However, the size of the low-flow regions surrounding stagnation points affects the overall uniformity of perfusion and is sensitive to the vessels’ arrangement. We compared our results for random arrays to ordered arrays (e.g., Fig. 3E). In the shown honeycomb array, small low-flow spots are arranged between every pair of neighboring arterioles (Fig. 3E). Although there still exist 36 low-flow regions (one for each stagnation point), they cover a smaller fraction of the perfused tissue both in the representative plane (7%) and at all other depths (Fig. 3D), and the overall nonuniformity is less (Fig. 3F; CV=0.8545).

Comparing Fig. 3 A and E, we can see why disordered arrangements of vessels have larger low-flow regions. If the vessels are arranged randomly, then since arterioles outnumber venules, we find tissue regions that contain only arterioles in their interior and on their boundary. Arterioles in the interior of such a region are screened by the arterioles on its boundary and supply much less blood, creating a low-flow region.

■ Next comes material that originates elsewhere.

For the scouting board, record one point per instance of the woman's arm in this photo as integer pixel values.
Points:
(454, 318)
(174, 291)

Adding Arterioles Does Not Increase Tissue Perfusion.

Because low-flow regions emerge in regions of tissue containing only arterioles or venules, increasing the number of penetrating vessels may not improve the overall perfusion of tissue. To test the effect of the number of arterioles on cortex perfusion, we placed venules on a regular grid and then added arterioles randomly, also at grid points to ensure a minimum spacing between vessels (Fig. 4A shows the total set of available sites). We calculated both the total perfusion q2dxdy1/2 and the uniformity (fraction of tissue receiving more than 40% of the median flow) in the midplane after each arteriole was added. Results are insensitive to the threshold at which low flow is identified and to the precise configuration of vessels (three other simulated sequences of increasing arteriole–venule ratio, each with different thresholds, are shown in SI Appendix, Fig. S3).

Fig. 4.

Fig. 4.

Effect of varying arteriole–venule ratio on perfusion. (A) Venules are arranged on a uniform square grid, and arterioles are added randomly one by one at sites marked with red dots. Blue regions show low flow after all red sites have been filled. (B) Change of mean perfusion with the arteriole–venule ratio when the arterioles are set on the grid randomly one by one to vary arteriole–venule ratio. (C) Fraction of tissue with low perfusion, for varying arteriole–venule ratio. Arrows show the measured most numerous–least numerous penetrating vessel ratios for humans (11), Rhesus monkeys (12, 21), Sprague–Dawley rats (22), and C57/BL6 male mice (5). For primate brains, arterioles are more numerous, so the reported ratio is arterioles/venules; for rodent brains, venules are more numerous, and venule/arteriole ratio is reported.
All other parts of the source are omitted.